Y están actuando en consecuencia, ante la peligrosa cercanía de la Navidad. Algunos países han tomado ya decisiones drásticas, como volver al confinamiento y plantearse la obligatoriedad de la vacunación. Esta segunda medida es la que más aconsejan los expertos, aunque es rechazada por algunos sectores políticos, en especial por los de extrema derecha, en su mayoría negacionistas y antivacunas. Pero la negativa a vacunarse provoca muertos, y no solo entre los antivacunas y los negacionistas. Podría tildarse, sin exageraciones, de una actitud contraria a la seguridad colectiva y que pone en peligro tanto las vidas de la población en general como la economía y la libertad real (no la de rechazar las vacunas) de todos los ciudadanos. Y además, el rechazo a la vacuna es fruto de una decisión propia y consciente, por lo que quienes lo hacen deberían asumir también sus consecuencias. Como decía hace unos días un experto epidemiólogo, quienes se niegan a vacunarse deberían también aceptar que se les excluya de los eventos multitudinarios, del disfrute de la hostelería, de los espectáculos, de todos aquellos acontecimientos en los que haya concentración de personas. Deberían también, según este epidemiólogo (y muchos otros) pagar, si caen enfermos, por la asistencia sanitaria que reciban y por sus bajas por enfermedad.

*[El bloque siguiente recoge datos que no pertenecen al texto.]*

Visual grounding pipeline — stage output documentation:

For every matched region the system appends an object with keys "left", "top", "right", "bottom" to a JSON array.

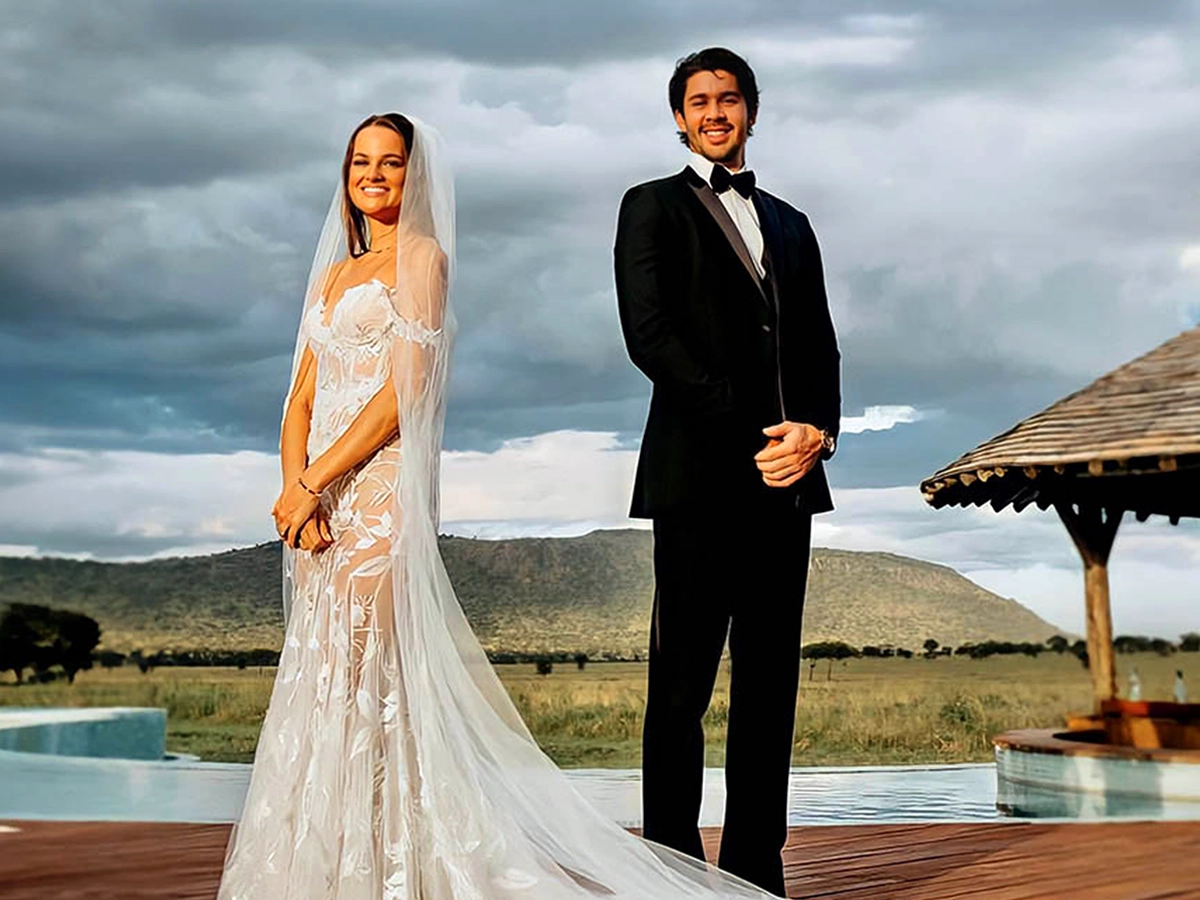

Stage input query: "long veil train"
[{"left": 219, "top": 116, "right": 784, "bottom": 899}]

Porque, insistió, todo lo que pueda ocurrirle a un ciudadano que no se vacune porque se niegue a ello es únicamente de su responsabilidad, y debe cargar con las consecuencias de su propia decisión.
Yo, por mi parte, coincido plenamente con este epidemiólogo. Y más viendo como en nuestra ciudad, por ejemplo, hemos pasado de no tener ningún caso declarado a sufrir más de cincuenta casos activos a la hora de escribir este artículo. Y esto va a peor. Así que, si no cambia la tendencia, habrá que tomar medidas drásticas, modificando la ley si es necesario, para obligar a todo el mundo a vacunarse y aislar a quienes no lo hagan.
Sencillamente por el bien de toda la población. Incluidos ellos y ellas.